BUG: Slowdown on 3000 socket-machines tracked down

From: Christian Schmid
Date: Sat Mar 05 2005 - 12:27:14 EST


Hello.

After weeks of work, I can now give a detailed report about the bug and when it appears:

Attached is another traffic-image. This one is with 2.6.10 and a 3/1 split, preemtive kernel, so all defaults.

The first part is where I throttled the whole thing to 100 MBit in order to build up a traffic-jam ;)

When I released it, it jumped up immediately but suddenly it goes down (each pixel is one second) Playing around with min_free_kbytes didnt help. Where it goes up again I set lower_zone_protection to 1024000 and where it goes down I set it to 0 again and where it goes up the last time... guess..
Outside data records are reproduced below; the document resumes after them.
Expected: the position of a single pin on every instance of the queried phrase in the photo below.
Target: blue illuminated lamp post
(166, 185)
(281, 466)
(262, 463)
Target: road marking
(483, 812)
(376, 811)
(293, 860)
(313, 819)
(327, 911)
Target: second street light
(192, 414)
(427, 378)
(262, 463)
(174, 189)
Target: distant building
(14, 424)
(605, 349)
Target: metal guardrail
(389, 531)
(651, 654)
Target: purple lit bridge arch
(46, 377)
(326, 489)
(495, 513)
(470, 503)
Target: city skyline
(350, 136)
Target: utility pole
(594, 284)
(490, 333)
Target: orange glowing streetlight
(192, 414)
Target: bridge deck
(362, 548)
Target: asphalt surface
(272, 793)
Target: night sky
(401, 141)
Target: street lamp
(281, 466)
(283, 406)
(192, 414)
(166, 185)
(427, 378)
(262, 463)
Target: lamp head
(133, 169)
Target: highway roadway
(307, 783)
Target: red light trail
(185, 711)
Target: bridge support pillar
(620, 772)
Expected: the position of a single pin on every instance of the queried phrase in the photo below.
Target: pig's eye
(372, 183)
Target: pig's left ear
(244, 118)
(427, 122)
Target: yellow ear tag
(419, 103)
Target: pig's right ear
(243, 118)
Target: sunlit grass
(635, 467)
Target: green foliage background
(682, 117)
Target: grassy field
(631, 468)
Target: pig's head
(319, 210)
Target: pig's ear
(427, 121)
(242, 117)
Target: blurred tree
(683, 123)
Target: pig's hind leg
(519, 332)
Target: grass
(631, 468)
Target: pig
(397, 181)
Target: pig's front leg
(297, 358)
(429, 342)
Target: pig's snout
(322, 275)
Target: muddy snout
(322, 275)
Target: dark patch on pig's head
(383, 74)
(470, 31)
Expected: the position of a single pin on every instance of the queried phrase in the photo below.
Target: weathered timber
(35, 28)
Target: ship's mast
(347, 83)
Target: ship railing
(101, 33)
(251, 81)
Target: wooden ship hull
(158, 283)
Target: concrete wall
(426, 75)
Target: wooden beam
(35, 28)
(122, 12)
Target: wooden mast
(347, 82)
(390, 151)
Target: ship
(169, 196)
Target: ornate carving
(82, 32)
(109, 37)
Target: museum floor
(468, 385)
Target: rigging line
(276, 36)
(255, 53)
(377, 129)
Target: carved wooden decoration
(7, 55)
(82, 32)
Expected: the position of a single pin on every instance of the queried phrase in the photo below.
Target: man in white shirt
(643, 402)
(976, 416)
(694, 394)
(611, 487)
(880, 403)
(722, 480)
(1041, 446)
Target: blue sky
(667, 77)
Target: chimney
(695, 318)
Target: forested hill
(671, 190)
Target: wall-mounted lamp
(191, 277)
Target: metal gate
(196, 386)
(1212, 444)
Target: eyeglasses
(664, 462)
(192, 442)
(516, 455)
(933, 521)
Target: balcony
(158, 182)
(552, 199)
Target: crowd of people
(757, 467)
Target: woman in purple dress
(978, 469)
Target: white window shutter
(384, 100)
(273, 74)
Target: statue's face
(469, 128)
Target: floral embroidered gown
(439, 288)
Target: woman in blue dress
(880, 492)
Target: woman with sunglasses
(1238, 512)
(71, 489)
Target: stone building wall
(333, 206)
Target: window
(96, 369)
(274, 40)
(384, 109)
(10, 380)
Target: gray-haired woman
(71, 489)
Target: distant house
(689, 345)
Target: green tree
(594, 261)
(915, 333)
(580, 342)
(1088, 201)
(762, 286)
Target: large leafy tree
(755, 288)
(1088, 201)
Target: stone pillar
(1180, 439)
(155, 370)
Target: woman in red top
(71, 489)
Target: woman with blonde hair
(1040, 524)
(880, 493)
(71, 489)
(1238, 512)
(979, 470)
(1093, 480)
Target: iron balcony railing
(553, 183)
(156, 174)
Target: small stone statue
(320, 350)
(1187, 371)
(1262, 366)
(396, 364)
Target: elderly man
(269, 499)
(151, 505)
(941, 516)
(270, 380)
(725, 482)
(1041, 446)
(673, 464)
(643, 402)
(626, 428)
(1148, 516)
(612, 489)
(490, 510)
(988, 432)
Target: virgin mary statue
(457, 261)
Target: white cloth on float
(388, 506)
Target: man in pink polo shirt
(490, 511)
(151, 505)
This test was with 3500 sockets.

Today I tested with 5000 sockets. The problem is the same like above but the more sockets there come, it just doesnt claim more bandwidth as it SHOULD of course do. It seems it doesn't slow down but it just doesnt scale anymore. The badwidth doesnt go over 80 MB/Sec, no matter what I do. Then I did the following: I raised lower_zone_protection to 1024 (above I did 1024000 which is bullshit but it doesnt matter as it seems to just protect the whole low-mem which is what I want) and it was at 80 MB. then I lowered to 0 again and suddenly it peaked up to full bandwidth (100 MB) for about 5 seconds until the whole protected area was in use. Then it slowed down drastically again.

My theory:

I suppose when the blocks come in fast enough and the load is high enough, the kernel cant free the required low memory as fast as this would be required in order to NOT slow-down everything. So the vm is basically busy freeing low-memory. What do you think? The interesting part is that it slows down painfully with lower_zone_protection set to 0, it peaks at 80 MB/Sec with lower_zone_protection set to max (1024, whole low-mem) and there is much cpu-ressources free..... When set to 0 it speeds up without limit AS LONG AS there is memory left. When its consumed, it slows down painfully again because its set to 0 of course.

Chris

PNG image